Michelle Williams steps into the shoes of screen goddess Marilyn Monroe in the film adaptation of writer/filmmaker Colin Clark's memoir detailing a week-long flirtation with the blonde bombshell.

What’s the deal?

23-year-old Colin Clark (Eddie Redmayne) nabs his first role in showbiz as Third Assistant Director on Olivier film The Prince and The Showgirl.

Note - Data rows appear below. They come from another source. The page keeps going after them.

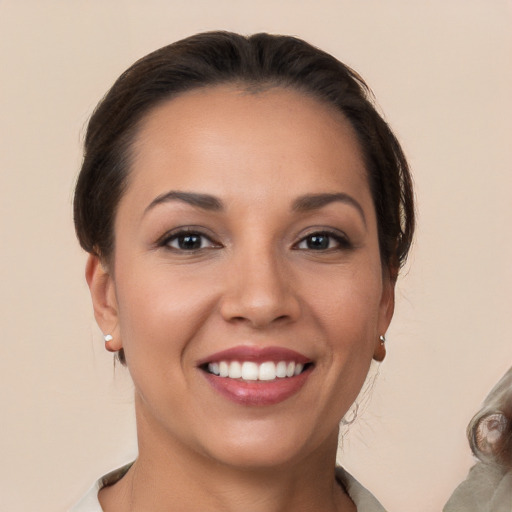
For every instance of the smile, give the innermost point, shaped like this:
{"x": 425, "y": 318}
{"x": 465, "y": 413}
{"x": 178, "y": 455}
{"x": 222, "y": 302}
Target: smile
{"x": 257, "y": 376}
{"x": 249, "y": 370}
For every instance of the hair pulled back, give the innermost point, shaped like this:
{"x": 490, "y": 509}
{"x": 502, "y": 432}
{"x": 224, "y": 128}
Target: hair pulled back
{"x": 255, "y": 62}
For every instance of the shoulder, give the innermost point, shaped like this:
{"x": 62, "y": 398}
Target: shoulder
{"x": 364, "y": 500}
{"x": 488, "y": 488}
{"x": 90, "y": 502}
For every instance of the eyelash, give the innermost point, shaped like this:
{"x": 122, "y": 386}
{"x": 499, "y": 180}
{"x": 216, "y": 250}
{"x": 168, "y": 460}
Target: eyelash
{"x": 182, "y": 233}
{"x": 340, "y": 241}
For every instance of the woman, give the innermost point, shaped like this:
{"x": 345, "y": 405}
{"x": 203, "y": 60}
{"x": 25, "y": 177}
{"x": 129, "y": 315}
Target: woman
{"x": 246, "y": 212}
{"x": 488, "y": 487}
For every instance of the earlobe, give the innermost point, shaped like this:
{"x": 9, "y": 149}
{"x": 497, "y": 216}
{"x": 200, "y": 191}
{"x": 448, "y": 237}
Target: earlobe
{"x": 101, "y": 287}
{"x": 387, "y": 308}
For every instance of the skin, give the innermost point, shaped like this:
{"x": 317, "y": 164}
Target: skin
{"x": 255, "y": 281}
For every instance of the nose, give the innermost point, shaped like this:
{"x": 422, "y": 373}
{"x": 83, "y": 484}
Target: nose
{"x": 260, "y": 292}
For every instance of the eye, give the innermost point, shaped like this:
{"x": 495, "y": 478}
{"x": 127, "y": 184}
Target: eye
{"x": 323, "y": 241}
{"x": 188, "y": 241}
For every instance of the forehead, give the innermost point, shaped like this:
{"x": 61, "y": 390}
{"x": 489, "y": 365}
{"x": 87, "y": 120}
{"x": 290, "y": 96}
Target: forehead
{"x": 224, "y": 140}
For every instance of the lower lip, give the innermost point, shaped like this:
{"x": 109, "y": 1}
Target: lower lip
{"x": 258, "y": 392}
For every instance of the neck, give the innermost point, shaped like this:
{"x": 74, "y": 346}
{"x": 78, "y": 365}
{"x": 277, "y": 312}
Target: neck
{"x": 170, "y": 476}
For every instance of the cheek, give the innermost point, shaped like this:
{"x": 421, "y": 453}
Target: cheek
{"x": 160, "y": 310}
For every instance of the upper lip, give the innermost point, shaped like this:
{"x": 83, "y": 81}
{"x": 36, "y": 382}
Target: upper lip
{"x": 255, "y": 354}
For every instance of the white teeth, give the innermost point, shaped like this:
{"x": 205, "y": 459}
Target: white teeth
{"x": 249, "y": 370}
{"x": 281, "y": 369}
{"x": 235, "y": 370}
{"x": 223, "y": 369}
{"x": 267, "y": 371}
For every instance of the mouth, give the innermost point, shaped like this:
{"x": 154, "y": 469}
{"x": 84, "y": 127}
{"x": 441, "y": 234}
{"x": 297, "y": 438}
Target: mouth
{"x": 252, "y": 371}
{"x": 257, "y": 376}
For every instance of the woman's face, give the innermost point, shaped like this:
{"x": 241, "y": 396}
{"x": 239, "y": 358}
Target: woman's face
{"x": 246, "y": 249}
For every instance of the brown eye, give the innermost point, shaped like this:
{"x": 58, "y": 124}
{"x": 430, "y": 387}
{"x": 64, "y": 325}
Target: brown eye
{"x": 189, "y": 241}
{"x": 323, "y": 241}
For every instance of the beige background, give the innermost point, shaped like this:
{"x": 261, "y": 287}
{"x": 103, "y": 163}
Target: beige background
{"x": 442, "y": 71}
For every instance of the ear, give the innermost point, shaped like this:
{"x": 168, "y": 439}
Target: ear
{"x": 104, "y": 301}
{"x": 386, "y": 310}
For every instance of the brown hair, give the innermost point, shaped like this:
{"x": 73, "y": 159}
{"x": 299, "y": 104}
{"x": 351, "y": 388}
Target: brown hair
{"x": 254, "y": 62}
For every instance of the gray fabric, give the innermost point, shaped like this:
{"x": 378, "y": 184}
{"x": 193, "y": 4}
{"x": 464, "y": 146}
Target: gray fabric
{"x": 488, "y": 488}
{"x": 364, "y": 500}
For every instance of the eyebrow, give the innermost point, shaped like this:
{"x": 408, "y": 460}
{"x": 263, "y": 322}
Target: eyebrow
{"x": 311, "y": 202}
{"x": 204, "y": 201}
{"x": 306, "y": 203}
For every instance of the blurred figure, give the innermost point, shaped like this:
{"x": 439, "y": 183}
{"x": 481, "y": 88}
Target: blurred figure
{"x": 488, "y": 487}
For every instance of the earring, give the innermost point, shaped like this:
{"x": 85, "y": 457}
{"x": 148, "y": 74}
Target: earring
{"x": 380, "y": 350}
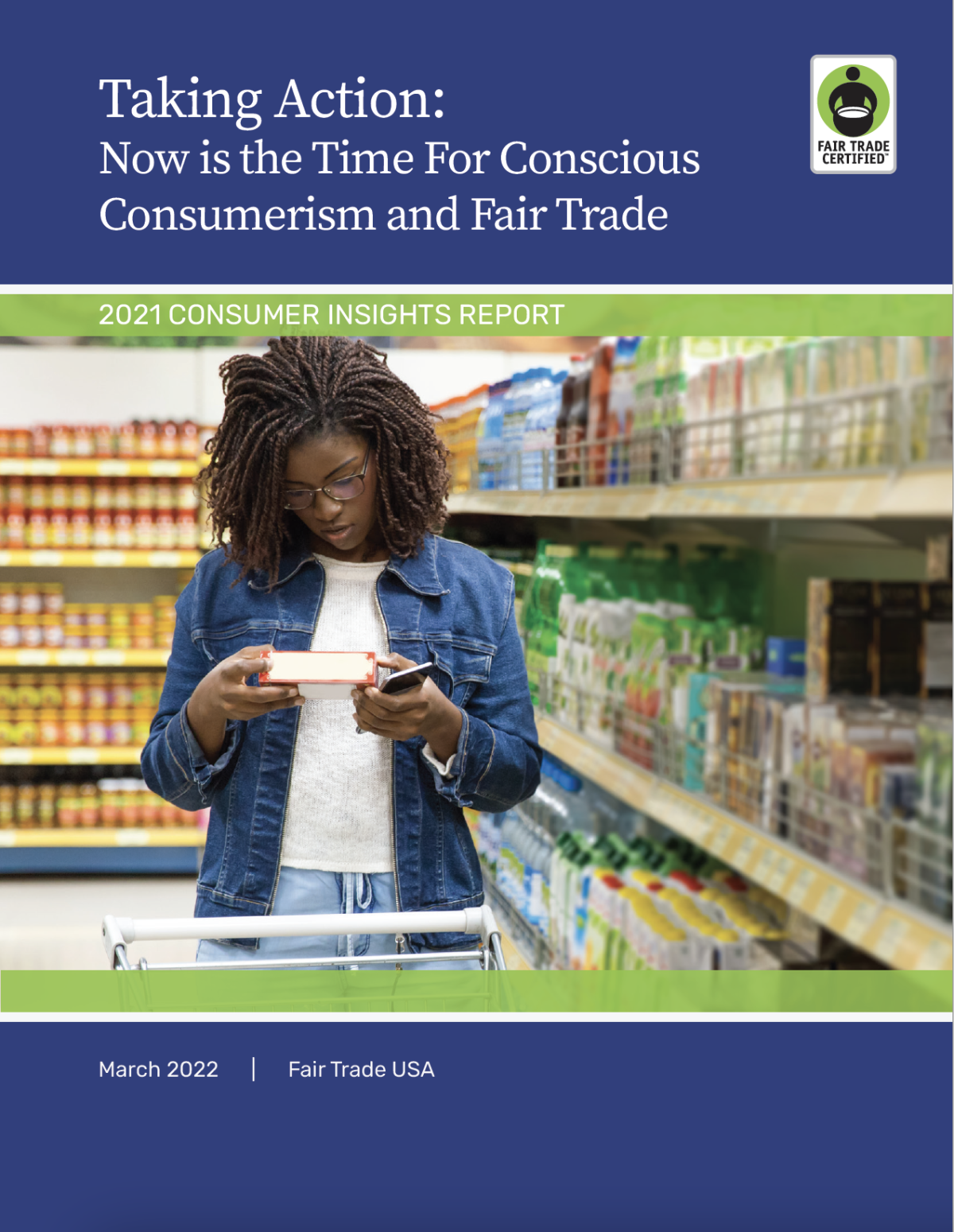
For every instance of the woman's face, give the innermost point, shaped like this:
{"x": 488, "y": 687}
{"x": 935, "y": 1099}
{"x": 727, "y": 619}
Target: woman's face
{"x": 343, "y": 530}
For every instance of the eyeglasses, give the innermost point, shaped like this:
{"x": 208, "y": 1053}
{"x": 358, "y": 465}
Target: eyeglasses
{"x": 340, "y": 491}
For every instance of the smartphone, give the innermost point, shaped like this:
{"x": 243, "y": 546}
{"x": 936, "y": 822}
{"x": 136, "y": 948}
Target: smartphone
{"x": 401, "y": 682}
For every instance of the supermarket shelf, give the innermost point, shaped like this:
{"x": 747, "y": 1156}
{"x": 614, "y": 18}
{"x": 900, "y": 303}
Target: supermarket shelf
{"x": 523, "y": 942}
{"x": 915, "y": 493}
{"x": 106, "y": 754}
{"x": 169, "y": 861}
{"x": 893, "y": 933}
{"x": 84, "y": 658}
{"x": 182, "y": 835}
{"x": 100, "y": 560}
{"x": 103, "y": 467}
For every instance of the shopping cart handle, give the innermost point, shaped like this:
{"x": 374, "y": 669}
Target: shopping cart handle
{"x": 121, "y": 931}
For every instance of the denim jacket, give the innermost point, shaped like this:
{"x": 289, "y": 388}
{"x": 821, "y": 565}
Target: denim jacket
{"x": 451, "y": 605}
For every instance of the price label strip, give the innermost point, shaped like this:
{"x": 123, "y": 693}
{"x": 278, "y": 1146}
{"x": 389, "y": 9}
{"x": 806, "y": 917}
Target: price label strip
{"x": 890, "y": 939}
{"x": 861, "y": 920}
{"x": 799, "y": 892}
{"x": 828, "y": 904}
{"x": 779, "y": 875}
{"x": 722, "y": 838}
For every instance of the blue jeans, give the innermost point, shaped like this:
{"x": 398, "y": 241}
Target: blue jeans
{"x": 309, "y": 892}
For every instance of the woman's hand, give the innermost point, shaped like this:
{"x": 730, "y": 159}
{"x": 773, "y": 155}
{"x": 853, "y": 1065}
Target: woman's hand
{"x": 223, "y": 695}
{"x": 420, "y": 711}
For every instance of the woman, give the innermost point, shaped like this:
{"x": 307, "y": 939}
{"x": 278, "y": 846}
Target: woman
{"x": 327, "y": 484}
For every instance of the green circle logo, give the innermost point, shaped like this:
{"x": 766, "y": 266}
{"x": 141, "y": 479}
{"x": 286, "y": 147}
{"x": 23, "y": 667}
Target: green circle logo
{"x": 853, "y": 100}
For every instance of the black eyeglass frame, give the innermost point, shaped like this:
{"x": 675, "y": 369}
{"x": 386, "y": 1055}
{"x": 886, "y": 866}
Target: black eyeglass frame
{"x": 327, "y": 491}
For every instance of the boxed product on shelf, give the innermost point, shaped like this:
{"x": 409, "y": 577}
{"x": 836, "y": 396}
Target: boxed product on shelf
{"x": 878, "y": 639}
{"x": 101, "y": 513}
{"x": 35, "y": 615}
{"x": 78, "y": 709}
{"x": 85, "y": 803}
{"x": 666, "y": 406}
{"x": 134, "y": 439}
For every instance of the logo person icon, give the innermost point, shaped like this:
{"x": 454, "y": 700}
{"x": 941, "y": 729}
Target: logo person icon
{"x": 853, "y": 115}
{"x": 852, "y": 105}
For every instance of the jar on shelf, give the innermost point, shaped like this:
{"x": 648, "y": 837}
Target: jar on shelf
{"x": 31, "y": 600}
{"x": 58, "y": 534}
{"x": 47, "y": 806}
{"x": 169, "y": 439}
{"x": 98, "y": 729}
{"x": 68, "y": 807}
{"x": 89, "y": 799}
{"x": 165, "y": 531}
{"x": 53, "y": 632}
{"x": 103, "y": 441}
{"x": 26, "y": 806}
{"x": 123, "y": 530}
{"x": 60, "y": 493}
{"x": 103, "y": 530}
{"x": 74, "y": 626}
{"x": 38, "y": 530}
{"x": 51, "y": 690}
{"x": 27, "y": 690}
{"x": 145, "y": 530}
{"x": 83, "y": 441}
{"x": 74, "y": 691}
{"x": 80, "y": 494}
{"x": 103, "y": 494}
{"x": 98, "y": 690}
{"x": 188, "y": 439}
{"x": 144, "y": 494}
{"x": 130, "y": 810}
{"x": 37, "y": 494}
{"x": 142, "y": 722}
{"x": 186, "y": 531}
{"x": 60, "y": 441}
{"x": 74, "y": 729}
{"x": 126, "y": 440}
{"x": 49, "y": 729}
{"x": 40, "y": 440}
{"x": 25, "y": 729}
{"x": 31, "y": 632}
{"x": 8, "y": 806}
{"x": 147, "y": 437}
{"x": 121, "y": 689}
{"x": 16, "y": 527}
{"x": 9, "y": 599}
{"x": 109, "y": 805}
{"x": 80, "y": 532}
{"x": 121, "y": 727}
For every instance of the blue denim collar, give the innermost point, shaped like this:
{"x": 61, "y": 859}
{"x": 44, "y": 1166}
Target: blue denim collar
{"x": 419, "y": 573}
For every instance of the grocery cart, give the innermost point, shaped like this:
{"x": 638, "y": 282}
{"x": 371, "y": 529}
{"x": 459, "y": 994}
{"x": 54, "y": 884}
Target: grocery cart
{"x": 119, "y": 931}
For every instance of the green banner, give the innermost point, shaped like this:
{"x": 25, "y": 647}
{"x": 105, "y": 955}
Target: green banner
{"x": 477, "y": 992}
{"x": 235, "y": 314}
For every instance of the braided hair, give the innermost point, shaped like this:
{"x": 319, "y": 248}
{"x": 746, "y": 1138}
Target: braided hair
{"x": 305, "y": 387}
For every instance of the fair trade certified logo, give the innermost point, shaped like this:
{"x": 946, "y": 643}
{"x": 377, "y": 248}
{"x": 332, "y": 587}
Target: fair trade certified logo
{"x": 853, "y": 115}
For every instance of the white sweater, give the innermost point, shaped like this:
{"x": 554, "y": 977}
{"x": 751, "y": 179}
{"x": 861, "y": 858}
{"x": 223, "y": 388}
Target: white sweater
{"x": 341, "y": 791}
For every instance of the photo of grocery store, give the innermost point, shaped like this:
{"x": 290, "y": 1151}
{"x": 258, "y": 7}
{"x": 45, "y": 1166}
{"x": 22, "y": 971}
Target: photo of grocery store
{"x": 731, "y": 562}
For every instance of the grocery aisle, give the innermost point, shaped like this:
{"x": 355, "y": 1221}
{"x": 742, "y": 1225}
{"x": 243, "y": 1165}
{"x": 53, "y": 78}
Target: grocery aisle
{"x": 736, "y": 620}
{"x": 731, "y": 560}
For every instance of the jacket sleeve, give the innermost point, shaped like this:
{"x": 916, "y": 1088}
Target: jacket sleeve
{"x": 498, "y": 759}
{"x": 174, "y": 765}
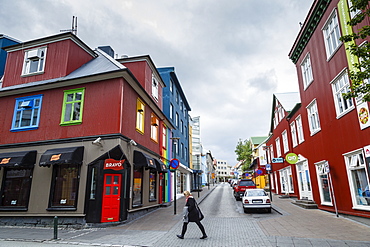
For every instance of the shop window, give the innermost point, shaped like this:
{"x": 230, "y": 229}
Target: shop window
{"x": 137, "y": 190}
{"x": 323, "y": 182}
{"x": 72, "y": 107}
{"x": 152, "y": 185}
{"x": 27, "y": 113}
{"x": 16, "y": 187}
{"x": 140, "y": 110}
{"x": 358, "y": 178}
{"x": 34, "y": 61}
{"x": 65, "y": 183}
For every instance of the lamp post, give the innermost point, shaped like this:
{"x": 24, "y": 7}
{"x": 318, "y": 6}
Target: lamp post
{"x": 175, "y": 140}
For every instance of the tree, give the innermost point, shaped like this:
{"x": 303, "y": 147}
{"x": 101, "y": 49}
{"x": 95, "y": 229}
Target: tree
{"x": 244, "y": 152}
{"x": 360, "y": 74}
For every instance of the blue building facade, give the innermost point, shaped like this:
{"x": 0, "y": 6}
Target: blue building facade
{"x": 176, "y": 108}
{"x": 5, "y": 41}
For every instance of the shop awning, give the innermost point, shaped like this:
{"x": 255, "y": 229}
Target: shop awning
{"x": 18, "y": 159}
{"x": 161, "y": 167}
{"x": 143, "y": 160}
{"x": 58, "y": 156}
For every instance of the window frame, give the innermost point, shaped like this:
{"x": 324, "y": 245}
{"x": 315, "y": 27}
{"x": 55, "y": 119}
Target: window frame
{"x": 154, "y": 127}
{"x": 19, "y": 111}
{"x": 333, "y": 17}
{"x": 342, "y": 106}
{"x": 53, "y": 188}
{"x": 140, "y": 116}
{"x": 28, "y": 60}
{"x": 306, "y": 69}
{"x": 63, "y": 122}
{"x": 313, "y": 117}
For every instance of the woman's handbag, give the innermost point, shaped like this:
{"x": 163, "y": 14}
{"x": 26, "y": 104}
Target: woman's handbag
{"x": 186, "y": 215}
{"x": 201, "y": 216}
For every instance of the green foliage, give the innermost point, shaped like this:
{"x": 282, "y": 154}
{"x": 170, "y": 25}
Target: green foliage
{"x": 244, "y": 152}
{"x": 360, "y": 75}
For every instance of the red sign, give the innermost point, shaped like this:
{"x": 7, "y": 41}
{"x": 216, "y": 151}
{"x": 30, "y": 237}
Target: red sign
{"x": 113, "y": 164}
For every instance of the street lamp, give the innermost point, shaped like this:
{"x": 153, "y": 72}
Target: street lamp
{"x": 175, "y": 140}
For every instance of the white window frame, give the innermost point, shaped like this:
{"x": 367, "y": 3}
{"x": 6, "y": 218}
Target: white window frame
{"x": 321, "y": 170}
{"x": 306, "y": 70}
{"x": 278, "y": 147}
{"x": 331, "y": 33}
{"x": 293, "y": 132}
{"x": 313, "y": 117}
{"x": 341, "y": 85}
{"x": 285, "y": 141}
{"x": 37, "y": 57}
{"x": 300, "y": 134}
{"x": 355, "y": 161}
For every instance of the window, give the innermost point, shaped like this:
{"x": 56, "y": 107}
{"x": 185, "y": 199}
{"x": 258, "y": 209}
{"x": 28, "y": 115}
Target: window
{"x": 355, "y": 12}
{"x": 171, "y": 111}
{"x": 164, "y": 137}
{"x": 278, "y": 148}
{"x": 331, "y": 34}
{"x": 323, "y": 182}
{"x": 27, "y": 113}
{"x": 154, "y": 128}
{"x": 16, "y": 187}
{"x": 152, "y": 185}
{"x": 285, "y": 142}
{"x": 341, "y": 85}
{"x": 72, "y": 106}
{"x": 298, "y": 122}
{"x": 293, "y": 132}
{"x": 306, "y": 71}
{"x": 154, "y": 88}
{"x": 65, "y": 186}
{"x": 136, "y": 194}
{"x": 140, "y": 110}
{"x": 313, "y": 117}
{"x": 34, "y": 61}
{"x": 358, "y": 179}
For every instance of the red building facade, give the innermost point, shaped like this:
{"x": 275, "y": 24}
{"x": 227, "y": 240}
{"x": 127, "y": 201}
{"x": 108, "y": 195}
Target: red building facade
{"x": 329, "y": 134}
{"x": 82, "y": 136}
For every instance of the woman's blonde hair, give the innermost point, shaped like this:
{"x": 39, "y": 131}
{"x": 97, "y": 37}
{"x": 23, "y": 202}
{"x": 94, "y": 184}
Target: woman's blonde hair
{"x": 187, "y": 193}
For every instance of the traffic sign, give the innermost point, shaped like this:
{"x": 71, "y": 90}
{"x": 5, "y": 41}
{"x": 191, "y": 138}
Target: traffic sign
{"x": 268, "y": 167}
{"x": 277, "y": 160}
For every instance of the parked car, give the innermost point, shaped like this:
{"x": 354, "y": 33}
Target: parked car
{"x": 241, "y": 186}
{"x": 256, "y": 199}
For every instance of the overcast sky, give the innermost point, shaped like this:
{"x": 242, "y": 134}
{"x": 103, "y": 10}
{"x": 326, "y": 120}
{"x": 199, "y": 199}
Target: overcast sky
{"x": 230, "y": 56}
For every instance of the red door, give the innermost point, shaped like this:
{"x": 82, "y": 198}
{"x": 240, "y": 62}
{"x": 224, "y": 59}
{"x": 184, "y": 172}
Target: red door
{"x": 111, "y": 198}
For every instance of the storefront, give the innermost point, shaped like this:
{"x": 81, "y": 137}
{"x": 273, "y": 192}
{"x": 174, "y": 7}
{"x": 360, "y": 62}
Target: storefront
{"x": 71, "y": 182}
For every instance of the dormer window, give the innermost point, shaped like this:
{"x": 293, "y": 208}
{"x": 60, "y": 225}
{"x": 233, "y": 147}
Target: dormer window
{"x": 34, "y": 61}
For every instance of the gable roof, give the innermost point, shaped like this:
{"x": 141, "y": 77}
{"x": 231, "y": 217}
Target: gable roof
{"x": 289, "y": 101}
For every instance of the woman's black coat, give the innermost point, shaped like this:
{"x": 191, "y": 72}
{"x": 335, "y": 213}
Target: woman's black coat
{"x": 193, "y": 211}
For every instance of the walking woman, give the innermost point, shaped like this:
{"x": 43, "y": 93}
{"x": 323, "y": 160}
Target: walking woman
{"x": 193, "y": 215}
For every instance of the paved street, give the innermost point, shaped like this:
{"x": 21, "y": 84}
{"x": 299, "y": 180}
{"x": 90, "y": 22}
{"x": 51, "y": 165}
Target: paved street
{"x": 225, "y": 222}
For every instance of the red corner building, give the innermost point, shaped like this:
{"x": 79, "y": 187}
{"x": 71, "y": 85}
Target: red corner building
{"x": 322, "y": 138}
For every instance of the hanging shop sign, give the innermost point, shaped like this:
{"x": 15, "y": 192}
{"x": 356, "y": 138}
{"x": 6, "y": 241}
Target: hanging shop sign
{"x": 291, "y": 158}
{"x": 113, "y": 164}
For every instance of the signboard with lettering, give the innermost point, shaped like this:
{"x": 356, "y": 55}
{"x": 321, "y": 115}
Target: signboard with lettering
{"x": 113, "y": 164}
{"x": 277, "y": 160}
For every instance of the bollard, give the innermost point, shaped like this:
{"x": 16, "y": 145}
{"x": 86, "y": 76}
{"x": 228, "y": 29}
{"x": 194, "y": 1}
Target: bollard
{"x": 55, "y": 227}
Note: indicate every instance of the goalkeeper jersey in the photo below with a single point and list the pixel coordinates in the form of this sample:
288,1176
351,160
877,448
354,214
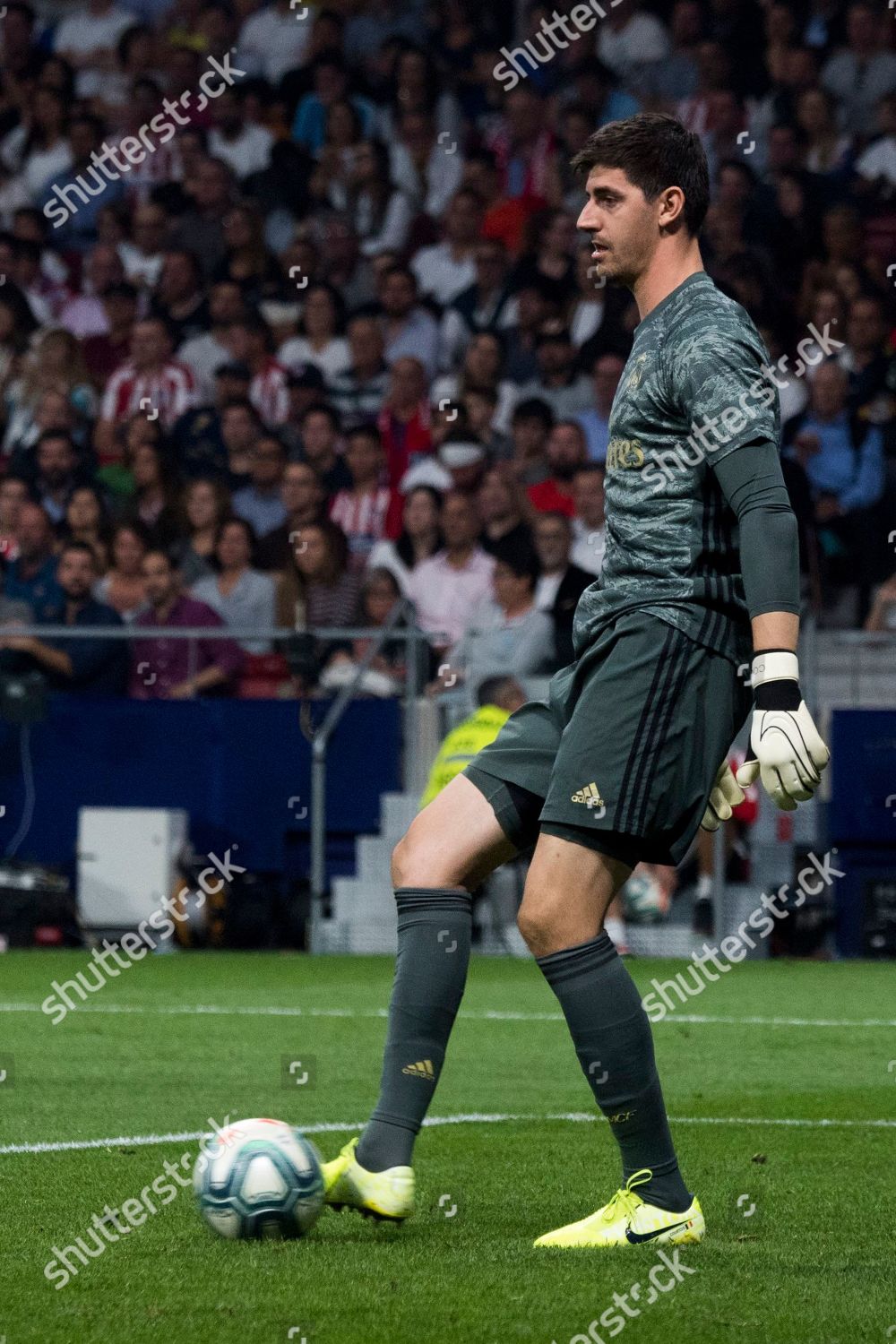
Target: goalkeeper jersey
694,392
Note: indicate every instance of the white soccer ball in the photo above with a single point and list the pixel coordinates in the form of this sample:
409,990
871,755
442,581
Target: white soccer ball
260,1179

It's a job that sounds good on paper but very soon turns into general shitkicker, then full-time Monroe (Williams) wrangler.

It’s good!

The film is pretty light-hearted, with comic relief from a boorish Kenneth Branagh as an overwhelmed Olivier and Dame Judy as an understanding Dame Sybil, while Harry Potter alumni Zoe Wanamaker is great as tutor Paula Strasberg.

What’s wrong with you?

The problem with depicting Monroe – and this is a criticism across the board, not just at Williams - is that it is very hard to capture her unique blend of charisma. I don’t think that Williams, while a fantastic actress, is that charismatic in general so she left me underwhelmed. As a result, I saw none of Monroe's magnetic quality in the film, which weakened the emotional conflict in the narrative. Potterstar Emma Watson is actually pretty forgettable as Clark’s prospective love interest Lucy, but I guess that’s the point. I wasn’t a huge fan of Dominic Cooper in Mamma Mia; here he has a small turn as Marilyn Monroe Productions investor Milton Greene, stepping in briefly to chew scenery then leave again.

Neo-Maxi Zoom Dweeb-ery

Marilyn Monroe was a fascinating individual, and her weaknesses – her narcissism, her constant victim-mentality, her anxiety and depression, her rumoured Borderline Paranoid Schizophrenia, her excessive neediness – made a lethal combination when combined with her beauty and charisma. She was a conflicting archetype of a wide-eyed emotionally vulnerable woman who needed a man to lean on, but that the same time ensnared those same men with her overt sexuality. Maybe Marilyn needed that juxtaposition, because if she was more emotionally stronger she would’ve scared the shit out of men. Personally her insecurities do not make her appealing, but rather annoying, to me.

Truth?

No matter how prettily you wrap it up with soft romantic lighting, it’s basically a story about a young starry-eyed bloke keen for a shag with a saucy married starlet. It doesn’t make the picture all that redeeming when you can’t visually translate or capture the inherent appeal of the 'trophy'.